Understandably, many people who could be whistleblowers are afraid to speak up about what they have witnessed because they fear the potential consequences they may face as a result. There are many forms of employer retaliation, both subtle and overt, an employee may experience after becoming a whistleblower. If you are in a situation you think may qualify, you should know your rights as a potential whistleblower.
The law protects whistleblowers
One of the first and most important things you should know when considering whether to speak up about something illegal you witnessed taking place at your workplace is the law protects whistleblowers. The federal government has its own Whistleblower Protection Program, and there are 22 federal laws that protect whistleblowers. Protections are not just for federal or government employees, so you should not avoid speaking up just because you think the law does not shield you.
There are risks to employees
Unfortunately, it is true that employers may choose to retaliate against employees who speak up about inappropriate or illegal workplace practices or behavior. However, there are federal anti-retaliation provisions that aim to protect employees who speak up.
There are various forms of employer retaliation, which can include things such as wrongful termination, performance assessments with unjustified negative reviews, demotions or unwanted transfers, or getting blocked in terms of advancement.

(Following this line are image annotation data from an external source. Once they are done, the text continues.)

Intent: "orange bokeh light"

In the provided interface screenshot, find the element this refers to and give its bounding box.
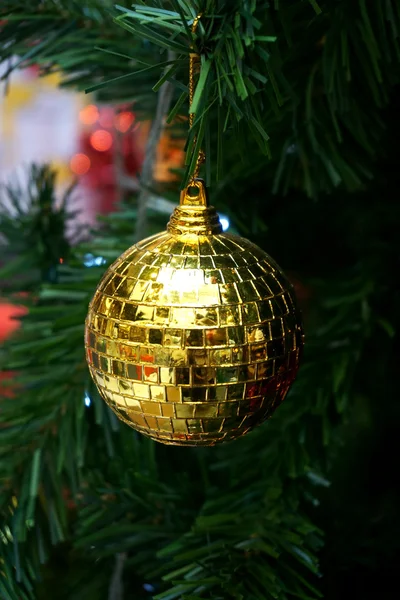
[99,108,114,129]
[90,129,113,152]
[79,104,99,125]
[115,110,135,133]
[69,154,90,175]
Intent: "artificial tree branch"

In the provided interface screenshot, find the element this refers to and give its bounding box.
[108,552,126,600]
[135,50,175,241]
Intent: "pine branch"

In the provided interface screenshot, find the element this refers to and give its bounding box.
[135,50,175,241]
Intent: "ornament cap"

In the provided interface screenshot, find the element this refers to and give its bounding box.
[167,179,222,235]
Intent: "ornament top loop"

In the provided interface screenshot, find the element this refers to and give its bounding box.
[180,179,209,207]
[167,179,222,235]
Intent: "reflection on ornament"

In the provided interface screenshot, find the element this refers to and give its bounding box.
[219,215,229,231]
[90,129,113,152]
[85,180,303,445]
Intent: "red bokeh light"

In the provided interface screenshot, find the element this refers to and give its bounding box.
[115,110,135,133]
[90,129,113,152]
[69,153,90,175]
[99,108,114,128]
[79,104,99,125]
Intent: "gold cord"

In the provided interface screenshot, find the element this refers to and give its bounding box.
[189,13,206,180]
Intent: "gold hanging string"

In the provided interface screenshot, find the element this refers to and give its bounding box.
[189,13,206,180]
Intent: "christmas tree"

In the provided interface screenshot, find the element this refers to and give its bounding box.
[0,0,400,600]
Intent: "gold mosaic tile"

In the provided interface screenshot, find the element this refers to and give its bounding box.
[85,182,303,445]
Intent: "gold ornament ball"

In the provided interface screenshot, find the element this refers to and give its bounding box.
[85,179,303,446]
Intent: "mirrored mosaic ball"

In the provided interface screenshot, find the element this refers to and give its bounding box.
[85,183,303,446]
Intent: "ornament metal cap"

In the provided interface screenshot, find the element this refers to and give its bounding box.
[167,179,222,235]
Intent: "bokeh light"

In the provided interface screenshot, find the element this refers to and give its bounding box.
[90,129,113,152]
[69,153,90,175]
[99,108,115,129]
[115,110,135,133]
[79,104,99,125]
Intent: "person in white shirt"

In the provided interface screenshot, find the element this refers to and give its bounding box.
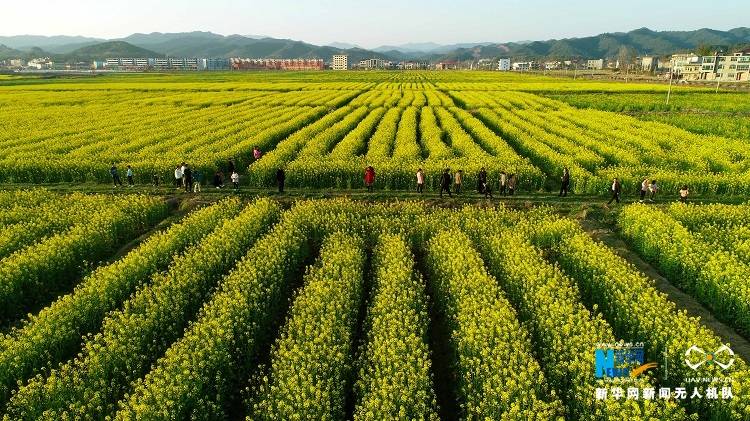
[417,168,424,194]
[607,178,622,205]
[180,162,187,187]
[648,180,659,202]
[500,171,508,196]
[174,165,182,189]
[640,178,649,203]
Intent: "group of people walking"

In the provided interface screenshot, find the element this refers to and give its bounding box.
[109,159,690,205]
[174,162,203,193]
[412,167,518,198]
[607,177,690,205]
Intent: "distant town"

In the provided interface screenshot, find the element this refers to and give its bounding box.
[0,49,750,82]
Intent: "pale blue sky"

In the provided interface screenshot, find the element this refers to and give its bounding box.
[0,0,750,48]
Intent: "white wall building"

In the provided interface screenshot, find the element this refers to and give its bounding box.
[331,54,349,70]
[586,58,604,70]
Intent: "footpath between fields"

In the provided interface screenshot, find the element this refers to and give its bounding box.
[579,219,750,361]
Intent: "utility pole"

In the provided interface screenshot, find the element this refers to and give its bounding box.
[667,71,672,105]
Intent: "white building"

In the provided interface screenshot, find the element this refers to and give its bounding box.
[511,61,539,72]
[360,56,385,70]
[586,58,604,70]
[26,57,55,70]
[331,54,349,70]
[641,56,660,72]
[670,52,750,82]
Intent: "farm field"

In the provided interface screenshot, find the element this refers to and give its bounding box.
[0,189,750,420]
[0,72,750,195]
[548,91,750,140]
[0,71,750,421]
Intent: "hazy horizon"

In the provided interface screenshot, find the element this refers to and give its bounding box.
[0,0,750,48]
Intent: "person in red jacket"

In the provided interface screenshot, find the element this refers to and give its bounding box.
[365,166,375,191]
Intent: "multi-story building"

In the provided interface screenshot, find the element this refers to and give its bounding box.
[198,58,230,70]
[228,57,325,70]
[511,61,539,72]
[359,58,385,70]
[435,61,459,70]
[641,56,659,72]
[670,52,750,82]
[26,57,55,70]
[331,54,349,70]
[586,58,604,70]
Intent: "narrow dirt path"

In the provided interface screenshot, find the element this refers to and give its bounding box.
[580,220,750,361]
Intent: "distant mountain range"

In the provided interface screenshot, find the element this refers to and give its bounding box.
[0,27,750,63]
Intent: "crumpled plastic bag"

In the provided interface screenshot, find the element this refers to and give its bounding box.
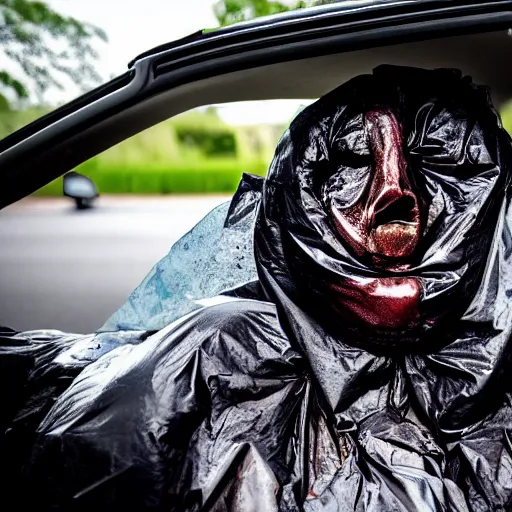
[0,66,512,512]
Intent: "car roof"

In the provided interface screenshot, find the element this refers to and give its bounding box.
[128,0,420,68]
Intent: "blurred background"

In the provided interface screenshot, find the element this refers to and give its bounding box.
[0,0,512,332]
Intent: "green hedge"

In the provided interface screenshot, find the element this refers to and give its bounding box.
[35,160,266,196]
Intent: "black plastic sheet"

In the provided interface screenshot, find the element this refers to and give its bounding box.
[0,67,512,512]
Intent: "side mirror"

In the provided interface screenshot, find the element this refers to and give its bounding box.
[63,171,99,210]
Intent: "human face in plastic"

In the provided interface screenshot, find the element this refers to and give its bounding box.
[323,108,422,271]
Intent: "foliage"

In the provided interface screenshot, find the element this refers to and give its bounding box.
[0,0,107,110]
[213,0,335,27]
[34,159,266,196]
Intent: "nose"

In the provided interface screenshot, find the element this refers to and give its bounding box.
[366,109,418,227]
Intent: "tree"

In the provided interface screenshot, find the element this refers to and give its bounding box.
[0,0,107,109]
[213,0,335,27]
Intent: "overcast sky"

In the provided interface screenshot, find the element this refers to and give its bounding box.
[47,0,308,124]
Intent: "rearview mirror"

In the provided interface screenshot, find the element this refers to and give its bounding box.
[63,171,99,210]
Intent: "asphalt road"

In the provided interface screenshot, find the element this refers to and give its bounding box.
[0,196,228,333]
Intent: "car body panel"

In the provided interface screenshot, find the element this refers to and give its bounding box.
[0,0,512,208]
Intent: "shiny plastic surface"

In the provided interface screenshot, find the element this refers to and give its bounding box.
[0,67,512,512]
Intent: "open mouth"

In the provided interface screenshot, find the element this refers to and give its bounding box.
[371,196,420,259]
[373,196,419,229]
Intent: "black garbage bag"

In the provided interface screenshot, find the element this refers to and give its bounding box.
[0,66,512,512]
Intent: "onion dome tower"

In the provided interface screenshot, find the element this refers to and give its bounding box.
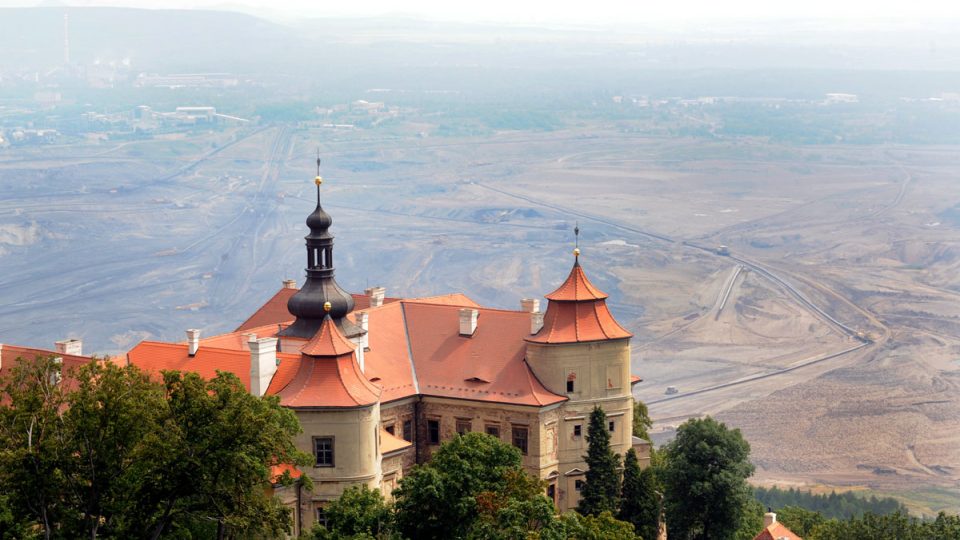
[280,155,363,339]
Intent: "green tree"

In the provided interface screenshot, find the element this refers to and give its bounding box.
[316,485,393,538]
[0,358,310,539]
[661,416,753,540]
[577,407,620,516]
[561,512,640,540]
[777,506,826,538]
[617,448,660,540]
[633,399,653,442]
[137,372,311,538]
[394,433,522,539]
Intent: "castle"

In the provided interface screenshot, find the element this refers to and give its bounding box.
[86,171,649,535]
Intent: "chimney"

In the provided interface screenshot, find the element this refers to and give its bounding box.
[54,339,83,356]
[763,512,777,529]
[50,356,63,385]
[460,308,480,336]
[247,336,277,397]
[530,311,543,336]
[520,298,540,313]
[363,287,387,307]
[187,328,200,357]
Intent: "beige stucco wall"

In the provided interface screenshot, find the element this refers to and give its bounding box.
[527,339,633,511]
[295,403,382,528]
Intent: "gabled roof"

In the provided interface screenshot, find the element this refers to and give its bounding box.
[753,521,803,540]
[0,343,94,394]
[402,302,567,407]
[127,341,299,389]
[300,315,356,356]
[380,427,413,455]
[234,287,300,332]
[547,261,607,302]
[277,351,380,408]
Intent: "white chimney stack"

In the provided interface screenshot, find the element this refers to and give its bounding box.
[363,287,387,307]
[187,328,200,356]
[530,311,543,336]
[763,512,777,529]
[248,337,277,397]
[520,298,540,313]
[53,339,83,356]
[460,308,480,336]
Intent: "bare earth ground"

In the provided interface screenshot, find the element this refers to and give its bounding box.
[0,127,960,511]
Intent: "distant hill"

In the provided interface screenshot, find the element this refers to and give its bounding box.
[0,7,302,72]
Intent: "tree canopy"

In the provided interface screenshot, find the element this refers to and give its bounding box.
[661,416,759,540]
[0,358,309,539]
[577,407,620,516]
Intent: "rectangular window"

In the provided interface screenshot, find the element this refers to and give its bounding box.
[427,420,440,444]
[313,437,333,467]
[513,426,529,455]
[317,506,327,527]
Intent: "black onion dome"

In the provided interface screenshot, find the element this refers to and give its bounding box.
[280,170,362,339]
[307,202,333,238]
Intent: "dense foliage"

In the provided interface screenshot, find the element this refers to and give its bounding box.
[617,448,660,540]
[577,407,620,516]
[0,358,309,539]
[777,506,960,540]
[753,487,907,519]
[659,417,753,540]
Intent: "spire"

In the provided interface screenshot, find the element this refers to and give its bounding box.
[281,156,362,339]
[573,221,580,266]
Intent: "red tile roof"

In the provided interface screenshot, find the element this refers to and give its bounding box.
[547,261,607,302]
[363,302,417,402]
[526,262,633,343]
[127,341,299,389]
[753,521,803,540]
[277,352,380,408]
[300,315,356,356]
[270,463,303,484]
[380,428,413,454]
[234,287,300,332]
[0,343,93,394]
[402,302,567,406]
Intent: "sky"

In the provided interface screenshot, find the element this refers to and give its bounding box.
[0,0,960,25]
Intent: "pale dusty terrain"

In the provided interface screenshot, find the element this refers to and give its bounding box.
[0,128,960,510]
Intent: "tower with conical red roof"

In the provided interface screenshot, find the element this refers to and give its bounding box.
[526,248,633,510]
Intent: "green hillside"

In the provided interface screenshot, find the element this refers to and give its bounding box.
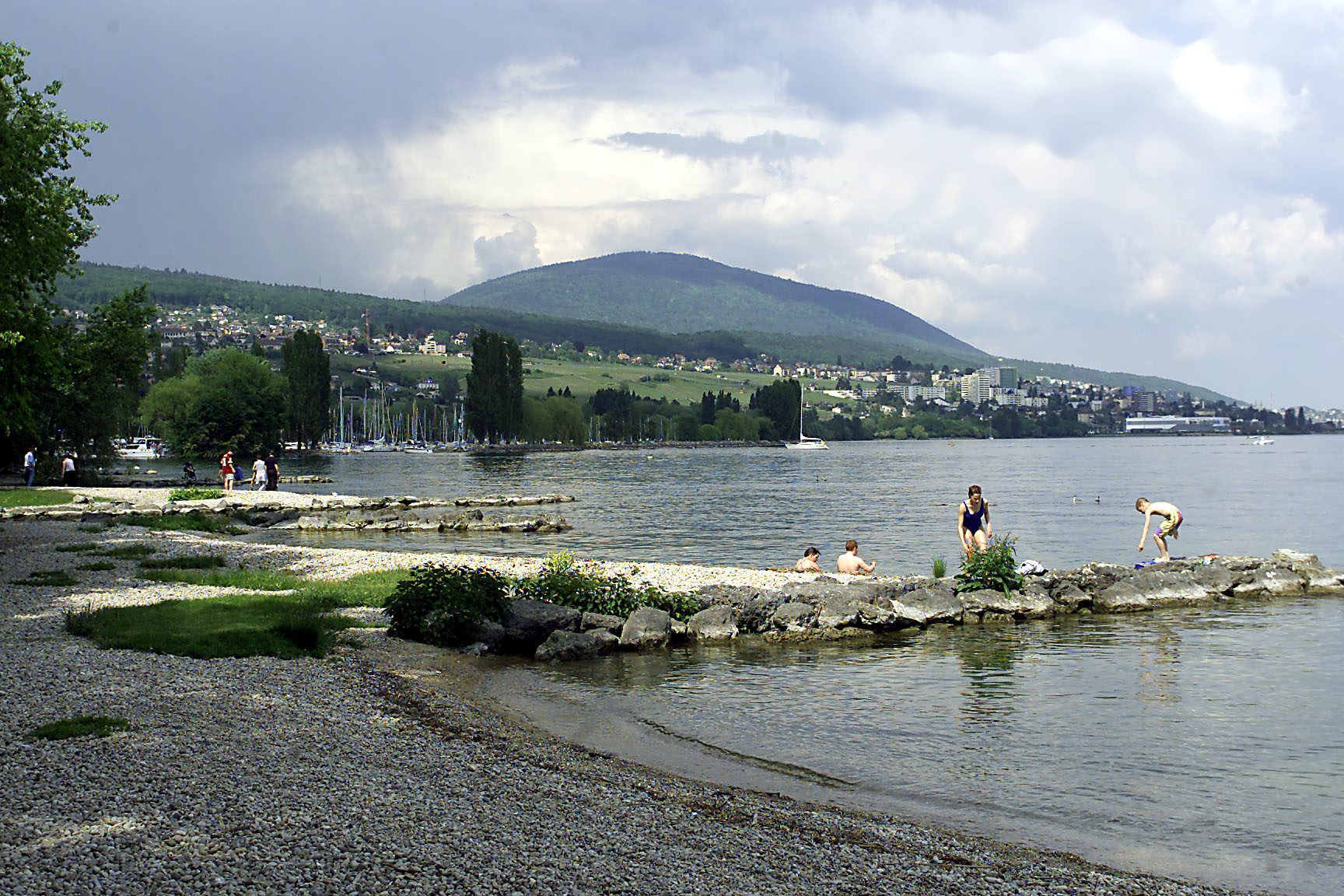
[57,259,1224,399]
[443,253,986,362]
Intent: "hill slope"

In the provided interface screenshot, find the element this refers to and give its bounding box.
[443,253,988,362]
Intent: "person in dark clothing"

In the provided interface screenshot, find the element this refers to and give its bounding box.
[266,451,279,492]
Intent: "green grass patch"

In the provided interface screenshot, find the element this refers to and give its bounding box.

If you experience retaliation as a result of speaking up about what you have witnessed as a whistleblower, you should seek legal recourse to protect yourself. The law ensures you protections to encourage you to expose unlawful behavior on the part of your employer. That being the case, you should not hesitate to take advantage of these protections so you can expose inappropriate or illegal acts. In so doing, you are likely protecting others and helping keep people safe or free from the unlawful behavior you witnessed.